The dismissal of a long-term employee who is entitled to common law reasonable notice can result in significant liability for an employer. As the determination of the appropriate notice period is contextual, it can be difficult for an employer to accurately assess their potential liability. Typically, an employer can be confident that the employee’s notice entitlement will be “capped” at 24 months. However, employers should be aware that courts can award more than 24 months in extraordinary circumstances.
Markoulakis v SNC-Lavalin Inc., 2015 ONSC 1081, is a recent case in which the Court found that there were extraordinary circumstances to go beyond 24 months’ notice. In that case, the former employee (a Senior Civil Engineer) had been employed for nearly 41 years and was 65 years old at the time of termination.

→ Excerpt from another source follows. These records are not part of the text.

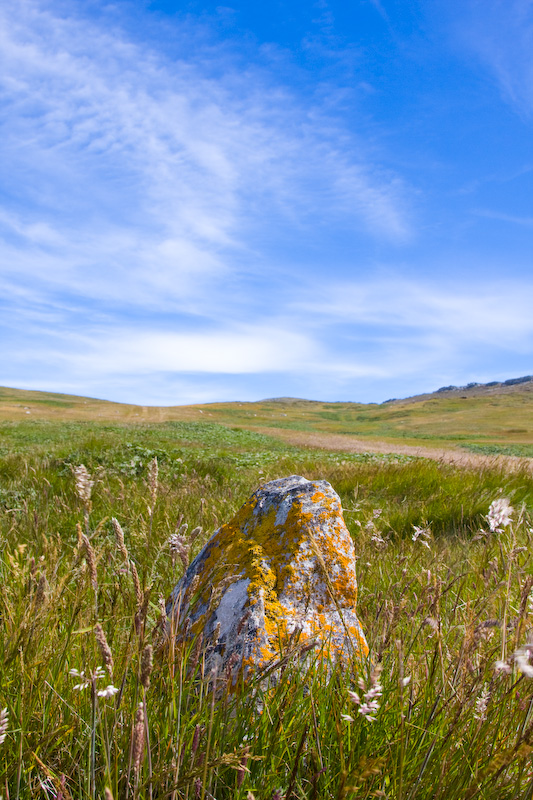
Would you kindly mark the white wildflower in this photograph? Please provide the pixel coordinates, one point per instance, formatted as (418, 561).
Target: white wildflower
(378, 540)
(499, 516)
(502, 666)
(421, 535)
(368, 704)
(109, 691)
(84, 484)
(86, 680)
(522, 658)
(481, 704)
(79, 687)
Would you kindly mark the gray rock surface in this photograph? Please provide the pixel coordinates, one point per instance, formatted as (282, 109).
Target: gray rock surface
(282, 571)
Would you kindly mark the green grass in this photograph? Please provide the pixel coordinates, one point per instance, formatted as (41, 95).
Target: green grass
(440, 617)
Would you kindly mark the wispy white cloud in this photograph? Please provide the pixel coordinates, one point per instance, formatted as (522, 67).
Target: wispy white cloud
(155, 167)
(497, 313)
(501, 34)
(526, 222)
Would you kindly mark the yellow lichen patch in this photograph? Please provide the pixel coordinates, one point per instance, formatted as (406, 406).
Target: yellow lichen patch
(293, 556)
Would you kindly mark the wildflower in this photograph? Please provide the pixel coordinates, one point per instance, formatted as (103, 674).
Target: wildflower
(481, 704)
(422, 535)
(138, 740)
(152, 482)
(499, 516)
(378, 540)
(109, 691)
(502, 666)
(84, 484)
(368, 704)
(4, 716)
(522, 660)
(86, 680)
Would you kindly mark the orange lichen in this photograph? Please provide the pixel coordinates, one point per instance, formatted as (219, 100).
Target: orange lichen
(303, 557)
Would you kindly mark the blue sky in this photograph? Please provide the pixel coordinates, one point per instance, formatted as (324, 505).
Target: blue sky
(203, 202)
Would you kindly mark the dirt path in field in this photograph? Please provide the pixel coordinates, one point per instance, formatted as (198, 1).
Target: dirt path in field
(349, 444)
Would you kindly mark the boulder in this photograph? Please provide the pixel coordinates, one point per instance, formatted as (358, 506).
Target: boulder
(280, 574)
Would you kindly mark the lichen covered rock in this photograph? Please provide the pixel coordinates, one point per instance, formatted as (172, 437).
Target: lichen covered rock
(282, 569)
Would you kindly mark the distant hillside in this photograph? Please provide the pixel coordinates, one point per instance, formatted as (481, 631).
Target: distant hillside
(487, 418)
(472, 389)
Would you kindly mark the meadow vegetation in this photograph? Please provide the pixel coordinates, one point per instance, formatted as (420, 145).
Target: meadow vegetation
(97, 702)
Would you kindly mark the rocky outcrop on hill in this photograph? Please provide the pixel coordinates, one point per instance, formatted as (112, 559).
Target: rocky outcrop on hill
(280, 574)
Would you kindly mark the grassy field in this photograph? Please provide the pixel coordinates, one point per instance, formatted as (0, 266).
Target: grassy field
(485, 420)
(446, 604)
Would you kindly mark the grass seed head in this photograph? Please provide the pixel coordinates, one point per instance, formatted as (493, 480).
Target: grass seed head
(103, 646)
(90, 557)
(500, 515)
(4, 719)
(119, 536)
(84, 484)
(146, 666)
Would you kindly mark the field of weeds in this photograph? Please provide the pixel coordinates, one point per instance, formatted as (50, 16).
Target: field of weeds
(94, 704)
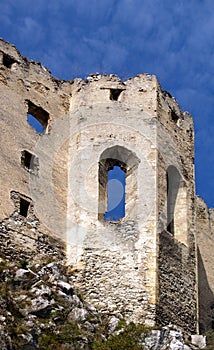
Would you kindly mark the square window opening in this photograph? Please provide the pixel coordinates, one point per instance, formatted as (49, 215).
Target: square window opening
(37, 118)
(8, 61)
(29, 162)
(24, 206)
(115, 93)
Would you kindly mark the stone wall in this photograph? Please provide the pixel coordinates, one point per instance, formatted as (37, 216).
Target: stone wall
(205, 243)
(177, 268)
(28, 87)
(144, 265)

He took the position that he was entitled to 30 months of notice, but the employer argued that 34 weeks (the amount it had already paid the plaintiff) was sufficient.
The Court found that, based on the circumstances of the case, the former employee was entitled to 27 months of notice. The Court stated that “[t]he fact that the Plaintiff is over 65, has more than 40 years of service with the Defendant, his only employer, is in my view, exceptional.” (para 37)
This case confirms that, if an employer dismisses a long-term, older employee (particularly if they are over 60), the employer should be prepared for the risk that a court could award more than 24 months of notice.